A Dust-Trapping Ring in the Planet-Hosting Disk of Elias 2-24

TL;DR

This study provides high-resolution evidence of dust trapping in a bright ring of the Elias 2-24 protoplanetary disk, revealing insights into dust dynamics, turbulence, and potential planet formation processes.

Contribution

It offers the first detailed analysis of dust trapping and grain size distribution in Elias 2-24's disk using high-resolution ALMA data, constraining turbulence and gas-to-dust ratios.

Findings

Larger grains are more efficiently trapped in the ring.

Turbulence parameter constrained between 8e-4 and 0.03.

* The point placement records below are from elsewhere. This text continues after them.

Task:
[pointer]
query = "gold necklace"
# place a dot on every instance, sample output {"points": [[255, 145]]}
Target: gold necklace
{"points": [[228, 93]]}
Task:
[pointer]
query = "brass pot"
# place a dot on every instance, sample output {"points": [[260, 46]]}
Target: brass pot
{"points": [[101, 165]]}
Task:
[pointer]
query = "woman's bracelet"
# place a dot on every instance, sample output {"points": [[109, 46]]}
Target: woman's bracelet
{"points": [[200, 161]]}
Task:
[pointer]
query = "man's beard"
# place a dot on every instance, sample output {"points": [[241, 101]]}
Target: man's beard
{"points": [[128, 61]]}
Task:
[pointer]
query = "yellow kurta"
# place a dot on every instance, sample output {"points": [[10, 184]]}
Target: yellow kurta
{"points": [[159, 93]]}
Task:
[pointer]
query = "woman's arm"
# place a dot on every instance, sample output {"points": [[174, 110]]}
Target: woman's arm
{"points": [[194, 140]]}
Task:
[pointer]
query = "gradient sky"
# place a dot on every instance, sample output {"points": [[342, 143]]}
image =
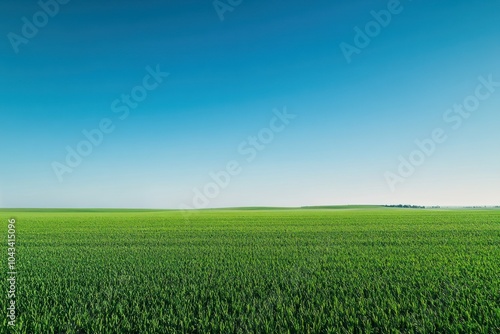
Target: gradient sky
{"points": [[353, 120]]}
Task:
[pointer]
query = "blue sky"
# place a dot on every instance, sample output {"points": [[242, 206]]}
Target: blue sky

Disk mass estimated at approximately 1.38e-3 solar masses.

Abstract

Rings and gaps are among the most widely observed forms of substructure in protoplanetary disks. A gap-ring pair may be formed when a planet carves a gap in the disk, which produces a local pressure maximum following the gap that traps inwardly drifting dust grains and appears as a bright ring due to the enhanced dust density. A dust-trapping ring would provide a promising environment for solid growth and possibly planetesimal production via the streaming instability. We present evidence of dust trapping in the bright ring of the planet-hosting disk Elias 2-24, from the analysis of 1.3 mm and 3 mm ALMA observations at high spatial resolution (0.029 arcsec, 4.0 au). We leverage the high spatial resolution to demonstrate that larger grains are more efficiently trapped and place constraints on the local turbulence ($8 \times 10^{-4} < \alpha_\mathrm{turb} < 0.03$) and the gas-to-dust ratio ($\Sigma_g / \Sigma_d < 30$) in the ring. Using a scattering-included marginal probability analysis we measure a total dust disk mass of $M_\mathrm{dust} = 13.8^{+0.7}_{-0.5} \times 10^{-4} \ M_\odot$. We also show that at the orbital radius of the proposed perturber, the gap is cleared of material down to a flux contrast of 10$^{-3}$ of the peak flux in the disk.